Not exactly the same as the OP's reply. In that reply they say a kit can be converted back and forth. Closer to the precedent set in the SCOTUS ruling in the Thompson case, and something that may actually stand up to review.
Can you point to another SCOTUS case deciding on the legality of something under the law which did not set precedent in any similar situations? It would be impossible for the case to only apply to the Thompson kit and no other firearms.
The SCOTUS decisions over hundreds of years have not worked that way. Yet they do in the Thompson case?
No.
The issue at hand was the application of the law, the same law that went through the appeals process. Then determining how that applied in the Thompson case. Which would then set precedent for the application of the law in the future.

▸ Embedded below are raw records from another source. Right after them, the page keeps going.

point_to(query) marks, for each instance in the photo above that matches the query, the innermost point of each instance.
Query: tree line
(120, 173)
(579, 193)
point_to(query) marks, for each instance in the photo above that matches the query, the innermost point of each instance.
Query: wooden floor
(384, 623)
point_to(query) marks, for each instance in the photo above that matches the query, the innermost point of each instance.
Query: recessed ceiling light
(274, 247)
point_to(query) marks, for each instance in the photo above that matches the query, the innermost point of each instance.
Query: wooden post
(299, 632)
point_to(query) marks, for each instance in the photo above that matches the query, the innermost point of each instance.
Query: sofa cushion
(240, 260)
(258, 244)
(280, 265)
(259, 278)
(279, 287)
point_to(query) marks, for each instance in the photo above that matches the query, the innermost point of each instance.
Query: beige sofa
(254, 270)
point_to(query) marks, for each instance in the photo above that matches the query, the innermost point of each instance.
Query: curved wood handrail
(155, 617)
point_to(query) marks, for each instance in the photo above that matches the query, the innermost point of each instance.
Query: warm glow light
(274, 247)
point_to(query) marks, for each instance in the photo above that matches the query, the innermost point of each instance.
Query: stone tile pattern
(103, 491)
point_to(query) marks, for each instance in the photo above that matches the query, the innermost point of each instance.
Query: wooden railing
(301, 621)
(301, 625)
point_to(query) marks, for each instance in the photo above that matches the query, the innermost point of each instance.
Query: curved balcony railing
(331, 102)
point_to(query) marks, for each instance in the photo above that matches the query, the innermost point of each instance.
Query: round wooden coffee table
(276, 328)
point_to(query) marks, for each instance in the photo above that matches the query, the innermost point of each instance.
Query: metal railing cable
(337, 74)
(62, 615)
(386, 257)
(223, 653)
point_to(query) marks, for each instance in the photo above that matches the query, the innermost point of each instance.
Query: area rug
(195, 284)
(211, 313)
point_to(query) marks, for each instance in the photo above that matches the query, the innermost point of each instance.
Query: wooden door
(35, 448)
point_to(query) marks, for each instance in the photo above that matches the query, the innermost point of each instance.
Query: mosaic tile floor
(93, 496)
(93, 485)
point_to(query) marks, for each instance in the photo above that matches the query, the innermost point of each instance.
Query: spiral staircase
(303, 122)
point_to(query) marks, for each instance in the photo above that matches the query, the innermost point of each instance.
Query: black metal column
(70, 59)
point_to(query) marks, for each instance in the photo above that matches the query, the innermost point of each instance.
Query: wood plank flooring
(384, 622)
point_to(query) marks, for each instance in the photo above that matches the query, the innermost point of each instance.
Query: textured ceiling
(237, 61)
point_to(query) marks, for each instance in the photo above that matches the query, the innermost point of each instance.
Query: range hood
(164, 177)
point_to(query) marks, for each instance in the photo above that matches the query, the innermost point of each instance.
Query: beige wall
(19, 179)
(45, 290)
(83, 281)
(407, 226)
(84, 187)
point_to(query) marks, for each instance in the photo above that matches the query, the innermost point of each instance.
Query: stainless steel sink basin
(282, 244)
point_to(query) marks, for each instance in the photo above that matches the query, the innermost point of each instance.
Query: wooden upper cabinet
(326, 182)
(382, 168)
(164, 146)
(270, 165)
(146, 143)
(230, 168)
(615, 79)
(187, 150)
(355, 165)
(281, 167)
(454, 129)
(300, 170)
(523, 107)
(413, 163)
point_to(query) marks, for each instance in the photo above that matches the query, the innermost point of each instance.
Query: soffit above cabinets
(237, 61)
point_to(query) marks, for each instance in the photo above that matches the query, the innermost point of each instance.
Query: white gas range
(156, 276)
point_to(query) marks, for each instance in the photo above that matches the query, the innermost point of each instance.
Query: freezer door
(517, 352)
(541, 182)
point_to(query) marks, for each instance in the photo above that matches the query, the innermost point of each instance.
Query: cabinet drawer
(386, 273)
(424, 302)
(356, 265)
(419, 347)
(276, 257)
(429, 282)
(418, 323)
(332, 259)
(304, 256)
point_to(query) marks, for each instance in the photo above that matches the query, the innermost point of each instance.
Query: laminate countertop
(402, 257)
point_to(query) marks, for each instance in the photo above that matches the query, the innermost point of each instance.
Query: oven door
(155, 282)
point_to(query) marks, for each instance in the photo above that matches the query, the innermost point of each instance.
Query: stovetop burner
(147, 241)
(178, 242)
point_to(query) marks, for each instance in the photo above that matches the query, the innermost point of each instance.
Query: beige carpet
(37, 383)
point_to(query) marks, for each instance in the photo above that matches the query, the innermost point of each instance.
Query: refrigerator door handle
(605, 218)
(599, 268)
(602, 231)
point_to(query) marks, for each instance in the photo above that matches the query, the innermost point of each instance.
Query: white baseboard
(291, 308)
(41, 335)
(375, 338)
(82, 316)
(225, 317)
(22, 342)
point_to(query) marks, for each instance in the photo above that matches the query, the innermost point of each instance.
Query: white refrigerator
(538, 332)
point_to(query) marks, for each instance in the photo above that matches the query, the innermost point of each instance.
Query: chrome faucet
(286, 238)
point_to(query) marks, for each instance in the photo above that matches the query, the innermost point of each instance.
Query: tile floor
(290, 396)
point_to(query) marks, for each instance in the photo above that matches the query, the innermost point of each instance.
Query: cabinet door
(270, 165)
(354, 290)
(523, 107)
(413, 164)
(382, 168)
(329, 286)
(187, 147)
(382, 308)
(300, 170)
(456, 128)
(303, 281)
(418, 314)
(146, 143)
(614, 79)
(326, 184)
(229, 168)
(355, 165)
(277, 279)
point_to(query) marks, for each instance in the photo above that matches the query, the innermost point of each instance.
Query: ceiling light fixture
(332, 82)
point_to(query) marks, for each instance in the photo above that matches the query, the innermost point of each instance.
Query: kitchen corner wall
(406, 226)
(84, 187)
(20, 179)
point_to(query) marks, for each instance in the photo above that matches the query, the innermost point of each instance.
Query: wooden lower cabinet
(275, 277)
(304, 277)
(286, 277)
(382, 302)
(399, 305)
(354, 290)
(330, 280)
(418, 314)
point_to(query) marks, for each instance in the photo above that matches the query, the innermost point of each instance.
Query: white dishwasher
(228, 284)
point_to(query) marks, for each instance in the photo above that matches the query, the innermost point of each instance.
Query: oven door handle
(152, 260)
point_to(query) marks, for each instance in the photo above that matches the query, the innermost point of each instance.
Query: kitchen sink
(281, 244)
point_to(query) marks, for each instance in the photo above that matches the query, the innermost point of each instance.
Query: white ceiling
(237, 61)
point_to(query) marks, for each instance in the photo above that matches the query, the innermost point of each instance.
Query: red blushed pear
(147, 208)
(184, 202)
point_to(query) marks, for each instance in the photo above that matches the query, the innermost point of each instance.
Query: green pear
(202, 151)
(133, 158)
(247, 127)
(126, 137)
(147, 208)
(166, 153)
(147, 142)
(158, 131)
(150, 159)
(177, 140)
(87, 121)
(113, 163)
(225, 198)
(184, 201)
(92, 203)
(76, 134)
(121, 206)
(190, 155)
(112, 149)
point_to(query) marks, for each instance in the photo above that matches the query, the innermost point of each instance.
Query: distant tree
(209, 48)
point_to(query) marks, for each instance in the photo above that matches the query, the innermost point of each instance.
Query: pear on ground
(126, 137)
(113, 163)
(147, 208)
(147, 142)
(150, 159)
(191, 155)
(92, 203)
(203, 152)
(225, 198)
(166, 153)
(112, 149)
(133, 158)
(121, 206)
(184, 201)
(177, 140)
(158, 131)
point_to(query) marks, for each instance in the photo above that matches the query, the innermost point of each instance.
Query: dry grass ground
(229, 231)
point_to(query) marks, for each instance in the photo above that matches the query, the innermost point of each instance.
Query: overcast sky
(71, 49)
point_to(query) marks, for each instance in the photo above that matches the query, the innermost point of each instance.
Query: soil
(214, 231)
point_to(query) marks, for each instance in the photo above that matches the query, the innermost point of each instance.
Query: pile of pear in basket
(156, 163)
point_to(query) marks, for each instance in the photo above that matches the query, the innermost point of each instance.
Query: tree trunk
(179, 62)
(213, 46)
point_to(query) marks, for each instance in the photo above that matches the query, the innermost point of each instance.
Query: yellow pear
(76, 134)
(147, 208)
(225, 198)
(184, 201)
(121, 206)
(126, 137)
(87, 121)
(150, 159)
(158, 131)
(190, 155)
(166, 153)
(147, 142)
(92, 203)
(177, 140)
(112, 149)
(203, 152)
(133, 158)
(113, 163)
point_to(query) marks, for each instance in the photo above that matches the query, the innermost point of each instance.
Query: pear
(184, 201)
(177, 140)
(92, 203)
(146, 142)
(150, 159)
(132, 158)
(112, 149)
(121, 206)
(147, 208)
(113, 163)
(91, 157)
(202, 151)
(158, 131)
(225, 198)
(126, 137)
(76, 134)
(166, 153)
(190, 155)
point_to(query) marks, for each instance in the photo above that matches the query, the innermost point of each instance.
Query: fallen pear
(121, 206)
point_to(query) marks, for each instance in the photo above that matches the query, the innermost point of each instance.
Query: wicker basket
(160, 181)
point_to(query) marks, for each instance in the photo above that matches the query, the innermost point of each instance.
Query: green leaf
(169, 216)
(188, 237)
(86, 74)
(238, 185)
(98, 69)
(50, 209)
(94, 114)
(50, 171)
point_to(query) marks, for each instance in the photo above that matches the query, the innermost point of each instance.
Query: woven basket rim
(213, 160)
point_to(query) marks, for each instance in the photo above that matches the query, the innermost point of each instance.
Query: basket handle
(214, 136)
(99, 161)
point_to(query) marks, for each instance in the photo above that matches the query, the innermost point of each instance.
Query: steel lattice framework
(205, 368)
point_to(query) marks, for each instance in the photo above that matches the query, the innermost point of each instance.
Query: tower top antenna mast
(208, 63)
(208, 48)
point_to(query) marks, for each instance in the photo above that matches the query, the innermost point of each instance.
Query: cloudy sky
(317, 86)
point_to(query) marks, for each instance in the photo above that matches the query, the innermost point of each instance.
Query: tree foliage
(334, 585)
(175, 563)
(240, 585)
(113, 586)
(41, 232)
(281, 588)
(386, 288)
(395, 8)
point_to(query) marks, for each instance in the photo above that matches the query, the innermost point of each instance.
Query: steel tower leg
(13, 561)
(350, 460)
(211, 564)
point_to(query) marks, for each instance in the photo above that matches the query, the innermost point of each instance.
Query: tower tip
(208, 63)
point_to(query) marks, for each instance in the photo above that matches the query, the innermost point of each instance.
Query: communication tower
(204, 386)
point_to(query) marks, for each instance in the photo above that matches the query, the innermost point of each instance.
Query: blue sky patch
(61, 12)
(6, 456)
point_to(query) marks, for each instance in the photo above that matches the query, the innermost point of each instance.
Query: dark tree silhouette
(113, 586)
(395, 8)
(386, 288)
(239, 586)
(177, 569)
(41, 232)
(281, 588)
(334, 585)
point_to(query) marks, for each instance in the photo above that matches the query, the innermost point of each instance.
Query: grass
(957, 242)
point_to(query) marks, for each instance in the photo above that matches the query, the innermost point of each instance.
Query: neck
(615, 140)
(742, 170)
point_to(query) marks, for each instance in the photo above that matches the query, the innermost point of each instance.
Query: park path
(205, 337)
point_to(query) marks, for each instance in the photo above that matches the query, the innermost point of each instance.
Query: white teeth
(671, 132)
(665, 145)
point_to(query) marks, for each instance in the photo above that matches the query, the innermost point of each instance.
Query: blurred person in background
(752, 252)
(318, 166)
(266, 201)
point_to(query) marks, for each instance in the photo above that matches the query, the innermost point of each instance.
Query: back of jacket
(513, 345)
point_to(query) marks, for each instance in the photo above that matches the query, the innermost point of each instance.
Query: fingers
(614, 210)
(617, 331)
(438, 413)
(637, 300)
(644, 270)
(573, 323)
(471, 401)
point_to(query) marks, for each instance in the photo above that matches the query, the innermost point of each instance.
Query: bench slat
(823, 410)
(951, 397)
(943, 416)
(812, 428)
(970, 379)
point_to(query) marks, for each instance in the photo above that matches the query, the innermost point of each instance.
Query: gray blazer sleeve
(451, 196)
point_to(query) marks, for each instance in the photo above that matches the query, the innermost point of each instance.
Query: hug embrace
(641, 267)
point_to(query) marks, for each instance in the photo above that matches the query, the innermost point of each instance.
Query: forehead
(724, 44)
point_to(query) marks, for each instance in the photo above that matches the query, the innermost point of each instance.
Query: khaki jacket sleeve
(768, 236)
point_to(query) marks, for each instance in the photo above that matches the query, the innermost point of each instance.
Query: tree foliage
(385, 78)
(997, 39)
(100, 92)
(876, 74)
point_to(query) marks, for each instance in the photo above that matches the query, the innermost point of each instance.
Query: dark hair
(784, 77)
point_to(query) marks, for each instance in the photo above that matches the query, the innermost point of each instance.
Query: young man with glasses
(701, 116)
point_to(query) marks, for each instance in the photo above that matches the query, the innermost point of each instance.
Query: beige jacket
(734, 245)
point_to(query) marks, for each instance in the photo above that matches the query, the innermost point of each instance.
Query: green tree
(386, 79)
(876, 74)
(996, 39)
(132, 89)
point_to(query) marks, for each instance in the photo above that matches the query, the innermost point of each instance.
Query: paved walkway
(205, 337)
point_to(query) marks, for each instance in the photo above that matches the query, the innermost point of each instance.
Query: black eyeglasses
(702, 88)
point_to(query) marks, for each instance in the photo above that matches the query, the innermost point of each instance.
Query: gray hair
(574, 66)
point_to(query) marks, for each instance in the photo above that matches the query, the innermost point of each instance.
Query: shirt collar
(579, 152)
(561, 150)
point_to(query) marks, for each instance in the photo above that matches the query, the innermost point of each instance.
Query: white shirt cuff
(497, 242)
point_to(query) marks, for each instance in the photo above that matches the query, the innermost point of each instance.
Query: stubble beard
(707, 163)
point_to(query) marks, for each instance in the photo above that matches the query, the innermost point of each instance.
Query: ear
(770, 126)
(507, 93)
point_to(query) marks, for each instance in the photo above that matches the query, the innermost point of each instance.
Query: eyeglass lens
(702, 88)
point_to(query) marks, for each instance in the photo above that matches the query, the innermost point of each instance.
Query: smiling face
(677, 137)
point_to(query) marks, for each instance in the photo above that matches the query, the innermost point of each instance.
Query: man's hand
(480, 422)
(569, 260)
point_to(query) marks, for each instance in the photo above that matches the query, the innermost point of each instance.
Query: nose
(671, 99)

However the most recent letter seems to have switched thier legal position that it applies to kits specifically.
Something I still don't believe is true, the SCOTUS was addressing how the NFA's SBR portion related to all pistols.
Yet the ATF could at least plead ignorance and play dumb on the new view that it only applies to kits in general.
They could not realistically hold that a SCOTUS decision set no legal precedent and only applied to a specific kit when the case was about the law in question and how it applied to such a kit, not the kit itself.
The court specifically addressed customers having both a pistol and a rifle in the same kit, and the utility of such a product.